Pois, no íntimo do meu ser tenho prazer na lei de Deus; mas vejo outra lei atuando nos membros do meu corpo, guerreando contra a lei da minha mente, tornando-me prisioneiro da lei do pecado que atua em meus membros.
Miserável homem eu que sou! Quem me libertará do corpo sujeito a esta morte?
Romanos 7:7,11-24
 
Evangelho =
Portanto, agora já não há condenação para os que estão em Cristo Jesus,
porque por meio de Cristo Jesus a lei do Espírito de vida me libertou da lei do pecado e da morte.
Porque, aquilo que a lei fora incapaz de fazer por estar enfraquecida pela carne, Deus o fez, enviando seu próprio Filho, à semelhança do homem pecador, como oferta pelo pecado.

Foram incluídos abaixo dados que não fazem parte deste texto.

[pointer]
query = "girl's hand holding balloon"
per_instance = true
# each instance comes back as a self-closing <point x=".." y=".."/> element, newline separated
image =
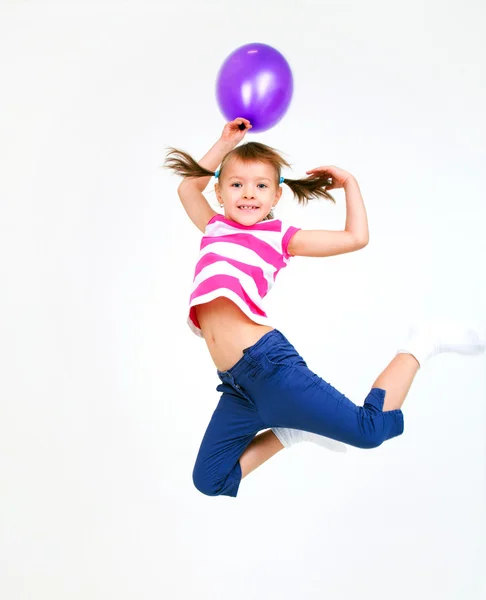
<point x="235" y="131"/>
<point x="337" y="177"/>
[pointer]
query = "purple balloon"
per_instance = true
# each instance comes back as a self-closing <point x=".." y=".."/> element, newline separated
<point x="255" y="82"/>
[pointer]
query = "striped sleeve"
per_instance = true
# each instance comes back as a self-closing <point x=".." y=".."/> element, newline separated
<point x="287" y="232"/>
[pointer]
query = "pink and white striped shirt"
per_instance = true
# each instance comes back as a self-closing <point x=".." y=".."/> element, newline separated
<point x="239" y="262"/>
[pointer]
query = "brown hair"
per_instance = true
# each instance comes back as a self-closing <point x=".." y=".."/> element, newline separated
<point x="303" y="189"/>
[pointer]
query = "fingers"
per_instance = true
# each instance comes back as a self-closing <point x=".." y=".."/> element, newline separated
<point x="242" y="123"/>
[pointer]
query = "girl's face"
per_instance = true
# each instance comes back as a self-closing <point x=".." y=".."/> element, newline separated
<point x="248" y="191"/>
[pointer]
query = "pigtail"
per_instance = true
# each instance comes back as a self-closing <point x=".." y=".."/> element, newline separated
<point x="184" y="165"/>
<point x="310" y="187"/>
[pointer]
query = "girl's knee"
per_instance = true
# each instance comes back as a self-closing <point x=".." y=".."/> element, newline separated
<point x="204" y="484"/>
<point x="225" y="485"/>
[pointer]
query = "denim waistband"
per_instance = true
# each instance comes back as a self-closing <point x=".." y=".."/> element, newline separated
<point x="255" y="351"/>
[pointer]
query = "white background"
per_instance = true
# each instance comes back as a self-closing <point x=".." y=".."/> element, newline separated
<point x="104" y="391"/>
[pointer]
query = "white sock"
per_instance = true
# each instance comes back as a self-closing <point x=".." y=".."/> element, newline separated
<point x="289" y="437"/>
<point x="430" y="338"/>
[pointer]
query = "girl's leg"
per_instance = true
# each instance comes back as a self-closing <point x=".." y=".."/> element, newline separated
<point x="423" y="343"/>
<point x="263" y="446"/>
<point x="396" y="379"/>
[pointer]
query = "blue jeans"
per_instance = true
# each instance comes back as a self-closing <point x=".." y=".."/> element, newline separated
<point x="271" y="386"/>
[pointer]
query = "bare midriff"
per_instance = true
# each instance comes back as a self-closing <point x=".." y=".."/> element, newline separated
<point x="227" y="331"/>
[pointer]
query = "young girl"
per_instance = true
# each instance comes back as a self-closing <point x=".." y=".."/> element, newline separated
<point x="265" y="382"/>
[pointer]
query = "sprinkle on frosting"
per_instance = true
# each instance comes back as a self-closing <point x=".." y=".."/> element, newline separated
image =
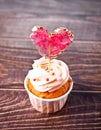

E assim condenou o pecado na carne,
a fim de que as justas exigências da lei fossem plenamente satisfeitas em nós, que não vivemos segundo a carne, mas segundo o Espírito.
Sabemos que Deus age em todas as coisas para o bem daqueles que o amam, dos que foram chamados de acordo com o seu propósito.
Pois aqueles que de antemão conheceu, também os predestinou para serem conformes à imagem de seu Filho, a fim de que ele seja o primogênito entre muitos irmãos.
E aos que predestinou, também chamou; aos que chamou, também justificou; aos que justificou, também glorificou.
Que diremos, pois, diante dessas coisas? Se Deus é por nós, quem será contra nós?
Aquele que não poupou a seu próprio Filho, mas o entregou por todos nós, como não nos dará juntamente com ele, e de graça, todas as coisas?
Quem fará alguma acusação contra os escolhidos de Deus? É Deus quem os justifica.
Quem os condenará? Foi Cristo Jesus que morreu; e mais, que ressuscitou e está à direita de Deus, e também intercede por nós.
Quem nos separará do amor de Cristo? Será tribulação, ou angústia, ou perseguição, ou fome, ou nudez, ou perigo, ou espada?
Como está escrito: “Por amor de ti enfrentamos a morte todos os dias; somos considerados como ovelhas destinadas ao matadouro”.
Mas, em todas estas coisas somos mais que vencedores, por meio daquele que nos amou.
Pois estou convencido de que nem morte nem vida, nem anjos nem demônios, nem o presente nem o futuro, nem quaisquer poderes, nem altura nem profundidade, nem qualquer outra coisa na criação será capaz de nos separar do amor de Deus que está em Cristo Jesus, nosso Senhor.